Kumpulan Berita DPR RI
SEDIKITNYA 300 kasus sindrom langka yang mengancam jiwa pada anak dan remaja terkait dengan SARS-COV-2 penyebab covid-19 merebak di Amerika Serikat.
Hal itu terungkap dalam dua riset di The New England Journal of Medicine dan riset AS yang dipublikasi pada Senin (29/6), menyusul sejumlah laporan sindrom di kalangan pasien covid-19 di Prancis, Spanyol, Inggris, dan Korea Selatan.
Sindrom langka yang dimaksud ialah sindrom peradangan multisistem pada anak (multisystem inflammatory syndrome in children/MIS-C) dan kawasaki.

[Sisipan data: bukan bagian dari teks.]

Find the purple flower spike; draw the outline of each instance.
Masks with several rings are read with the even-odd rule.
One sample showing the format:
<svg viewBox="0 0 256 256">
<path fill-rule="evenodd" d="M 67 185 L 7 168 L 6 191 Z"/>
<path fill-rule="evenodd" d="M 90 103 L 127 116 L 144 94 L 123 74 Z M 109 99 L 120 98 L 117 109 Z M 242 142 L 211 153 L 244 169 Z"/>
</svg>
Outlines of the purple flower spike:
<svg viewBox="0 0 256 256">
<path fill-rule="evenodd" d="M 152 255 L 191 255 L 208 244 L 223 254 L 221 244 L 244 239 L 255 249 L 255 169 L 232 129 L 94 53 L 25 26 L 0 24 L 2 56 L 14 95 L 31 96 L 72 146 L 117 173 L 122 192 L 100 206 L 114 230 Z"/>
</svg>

Profesor pediatri dan kesehatan anak internasional di Imperial College London, Michael Levin, mengungkapkan gejala itu muncul dua sampai empat minggu setelah anak terinfeksi virus korona.
“Terdapat kekhawatiran bahwa anakanak yang memenuhi kriteria diagnostik MIS-C saat ini merupakan puncak gunung es dan masalah yang lebih besar mungkin bersembunyi di bawah permukaan air,” ucap Levin seperti dikutip dari Antara.
Gejala MIS-C mirip dengan sindrom TS (toxic shock) dan kawasaki, yakni demam, ruam, bengkak pada kelenjar, dan radang jantung yang pada beberapa kasus berdampak fatal.
Sebuah studi baru-baru ini yang diterbitkan dalam jurnal Radiology mengungkapkan anak-anak yang terkena sindrom langka itu mengalami perubahan inflamasi intraabdomen yang luas, inflamasi jalan napas, aneurisme arteri koroner, dan perkembangan edema paru.
Dalam kebanyakan kasus, anak-anak dengan keluhan itu tidak memiliki gejala covid-19, tetapi mereka memiliki antibodi yang menunjukkan mereka telah terpaparpada beberapa titik. Pusat Pengendalian dan Pencegahan Penyakit (CDC) Amerika Serikat mengakui penyebab MIS-C masih misterius.
“Namun, kami tahu bahwa banyak anak dengan MIS-C terinfeksi virus yang menyebabkan covid-19 atau pernah berada di sekitar seseorang yang positif covid-19,” ungkap pernyataan CDC, awal Juli ini.
Pentingnya suplemen
Ikatan Dokter Anak Indonesia (IDAI) melaporkan hingga 15 Juni lalu jumlah pasien positif covid-19 berusia 0-17 tahun telah mencapai 3.064 orang dan 28 di antaranya meninggal dunia.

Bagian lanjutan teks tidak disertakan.